El noble asesino nada en el agua turbia

El noble asesino nada en el agua turbia

Por Jorge Fernández Díaz
El muchacho está manipulando una camarita que se colocará de inmediato en la cabeza. Tiene el torso desnudo y desde esa extraña posición vemos que saluda a un amigo, sobrepasa una reja y bordea cuidadosamente la cornisa de un acantilado. Estamos en Sydney, y se aprecian una bahía espléndida y un mar verde azulado. El muchacho se pone firme y entonces nos damos cuenta de que es un clavadista amateur y que se propone filmar su propio salto y lograr que los espectadores volemos con él y sintamos la adrenalina del chapuzón. No sólo lleva encendida la cámara para que tengamos su punto de vista, sino que además nos regala el sonido ambiente que ese aparato de alta sensibilidad capta para nosotros, sus expectantes voyeurs. Segundos después gruñe y se lanza. Es increíble la velocidad de caída. En un instante choca contra la superficie y todo se llena de imágenes subacuáticas y de burbujas.
Cuando el muchacho emerge vemos que está cerca de las rocas, y escuchamos un grito desesperado. Al principio, no advertimos bien qué significa esa palabra. Pero en seguida el clavadista mira hacia arriba y divisa a su amigo agarrado de la reja, en la cumbre: está señalando con un brazo algo en el agua. Entonces sí. Entonces oímos y comprendemos el significado de la palabra “shark”. El muchacho también la descifra, y vuelve a sumergir la cara para inspeccionar las profundidades. Comienza a bracear en un verde turbio hasta que de pronto aparece una sombra. Y la sombra se convierte en el morro de un tiburón blanco. El clavadista pega dos o tres alaridos cortos, asordinados por el océano, y entonces asistimos al paseo majestuoso de la bestia que toma una dirección de derecha a izquierda. El muchacho sale de nuevo y comienza a nadar desesperadamente hacia la costa.
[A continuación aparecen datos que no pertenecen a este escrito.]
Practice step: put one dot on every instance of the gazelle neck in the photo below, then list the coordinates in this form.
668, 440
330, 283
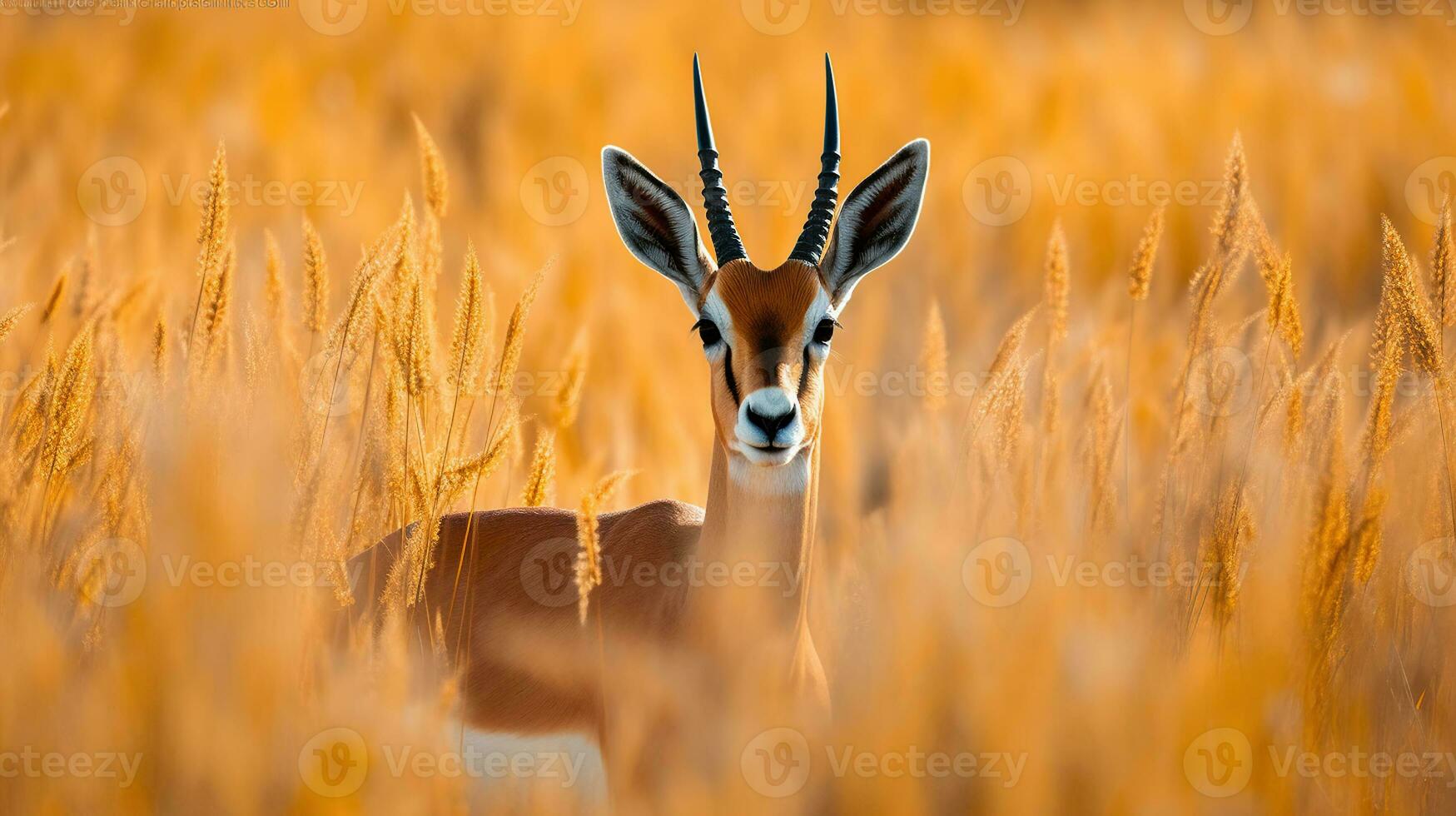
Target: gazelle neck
760, 520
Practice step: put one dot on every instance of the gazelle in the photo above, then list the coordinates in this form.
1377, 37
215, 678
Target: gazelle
505, 595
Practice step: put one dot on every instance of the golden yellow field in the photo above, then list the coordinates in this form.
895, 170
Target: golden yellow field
1076, 551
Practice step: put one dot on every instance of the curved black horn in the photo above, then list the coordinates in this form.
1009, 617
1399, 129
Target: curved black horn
727, 245
822, 211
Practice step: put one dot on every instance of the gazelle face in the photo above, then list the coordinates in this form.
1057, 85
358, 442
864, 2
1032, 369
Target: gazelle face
768, 332
766, 336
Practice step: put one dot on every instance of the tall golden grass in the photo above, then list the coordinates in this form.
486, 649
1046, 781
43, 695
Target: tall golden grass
229, 382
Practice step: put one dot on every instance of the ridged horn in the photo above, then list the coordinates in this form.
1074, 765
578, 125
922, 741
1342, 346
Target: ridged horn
822, 211
727, 245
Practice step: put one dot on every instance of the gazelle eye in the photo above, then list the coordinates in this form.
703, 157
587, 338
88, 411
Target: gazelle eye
824, 331
708, 331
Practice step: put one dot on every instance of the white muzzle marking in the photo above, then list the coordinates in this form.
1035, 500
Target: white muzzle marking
769, 430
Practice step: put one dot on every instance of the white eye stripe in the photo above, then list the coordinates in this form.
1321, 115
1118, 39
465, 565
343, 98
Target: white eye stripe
818, 309
715, 311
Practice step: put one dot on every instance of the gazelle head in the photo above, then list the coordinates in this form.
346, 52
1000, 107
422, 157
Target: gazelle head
766, 332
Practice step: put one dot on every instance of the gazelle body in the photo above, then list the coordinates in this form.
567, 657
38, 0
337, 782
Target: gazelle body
504, 594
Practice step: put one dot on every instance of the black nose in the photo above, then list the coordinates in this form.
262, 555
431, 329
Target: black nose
771, 425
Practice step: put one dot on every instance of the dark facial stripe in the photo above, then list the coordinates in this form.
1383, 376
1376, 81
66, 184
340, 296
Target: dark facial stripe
733, 382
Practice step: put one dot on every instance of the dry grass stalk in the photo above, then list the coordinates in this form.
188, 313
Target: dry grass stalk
589, 555
12, 318
1100, 450
52, 299
514, 332
1444, 262
433, 171
539, 483
568, 400
933, 357
315, 280
468, 337
1140, 277
159, 350
272, 280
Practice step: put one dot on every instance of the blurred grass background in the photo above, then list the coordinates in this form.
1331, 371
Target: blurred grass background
1339, 114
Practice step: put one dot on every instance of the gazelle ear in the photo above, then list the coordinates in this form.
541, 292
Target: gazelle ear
654, 221
877, 219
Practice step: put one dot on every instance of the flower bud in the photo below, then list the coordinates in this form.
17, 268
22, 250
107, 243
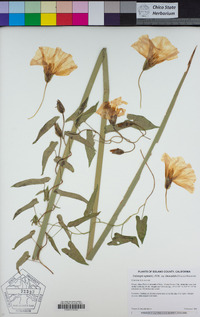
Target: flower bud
60, 106
58, 130
117, 151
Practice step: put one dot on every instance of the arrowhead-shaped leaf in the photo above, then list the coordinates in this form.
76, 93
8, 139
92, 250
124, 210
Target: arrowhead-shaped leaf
47, 153
74, 254
90, 151
51, 240
141, 122
141, 226
64, 163
119, 239
28, 236
46, 128
22, 260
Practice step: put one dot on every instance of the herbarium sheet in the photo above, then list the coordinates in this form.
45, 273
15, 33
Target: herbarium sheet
99, 141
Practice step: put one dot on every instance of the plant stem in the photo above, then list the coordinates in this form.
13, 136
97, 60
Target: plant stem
138, 174
67, 150
100, 154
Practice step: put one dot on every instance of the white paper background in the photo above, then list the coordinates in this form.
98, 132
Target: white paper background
173, 237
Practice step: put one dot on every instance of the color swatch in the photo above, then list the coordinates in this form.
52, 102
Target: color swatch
51, 13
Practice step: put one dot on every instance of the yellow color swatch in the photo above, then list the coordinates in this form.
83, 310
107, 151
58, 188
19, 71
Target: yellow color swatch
48, 18
48, 6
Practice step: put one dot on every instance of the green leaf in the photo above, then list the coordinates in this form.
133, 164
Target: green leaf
86, 115
47, 153
28, 236
22, 260
77, 137
90, 151
27, 206
90, 204
46, 128
64, 163
121, 239
78, 111
62, 224
78, 221
32, 181
70, 195
141, 122
51, 240
120, 126
141, 226
73, 253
Son segundos angustiantes: la cámara se bambolea y los brazos ejecutan un crol rápido y desordenado. Cuando vuelve a bajar la vista para comprobar si el escualo lo sigue, sucede la más aterradora de las escenas: el tiburón se aproxima a sus piernas y el muchacho hace un movimiento instintivo con las manos como para espantarlo. También por instinto, el tiburón dobla como para irse, y sigue por un momento su curso. Ya el pibe no se vuelve para observarlo; nada frenéticamente hacia las piedras, huyendo de las mandíbulas. Y nosotros huimos con esa presa; el corazón nos salta del pecho. Todavía nos parece que puede agarrarlo de atrás y darle un tirón cuando toca una roca y se sube a ella y alcanza jadeante los primeros peldaños de una escalera. El nadador se da vuelta y observamos el mar tranquilo, sin aletas ni espumas sospechosas. Y escuchamos cómo manipula la cámara para sacársela. Se mira todavía en ella. Lo vemos ahora de frente, pálido y asustado. Dice: “Oh, shit”. Y nosotros largamos el aire que teníamos guardado en los pulmones.
Estoy narrando uno de los videos más viralizados del año en Youtube. Y aunque algunos internautas afirman que las imágenes submarinas pudieron haber sido trucadas, me quedo con el miedo real que sentí al verlo. Y que siento desde niño por ese monstruo lleno de fascinación, dueño de una belleza espeluznante y de una maldad fría, que resume en sí mismo la voracidad sin sentimientos del cosmos. Desde el clásico de Spielberg, que me llenó de terror en la adolescencia, hasta esa vana lucha que el viejo de Hemingway lleva a cabo para que los tiburones no le destrocen su pez espada, aquellos seres irresistiblemente crueles me parecieron siempre glamorosos. El cine los maltrató y la literatura no supo estar a su altura, pero los documentales que a diario se hacen sobre sus andanzas están al tope del rating en los canales dedicados a la naturaleza. Coincido con los ecologistas en buscar la forma de evitar que sean exterminados por cazadores inescrupulosos, puesto que cumplen claramente una función vital en el ecosistema, pero me parece que negar su carácter asesino es rebajarlos. Los miles de ataques en las playas son ciertos, aunque los tiburones no tengan la culpa: es el hombre quien quiere entrar impunemente en sus dominios sin pagar el precio. Me opongo, sin embargo, a lo políticamente correcto. Un día nos dirán (como nos dijeron con los comanches y con los vampiros) que los tiburones son simpáticos y buenos, y les quitarán entonces lo mejor que tienen: esa deliciosa posibilidad de hacernos sentir escalofríos.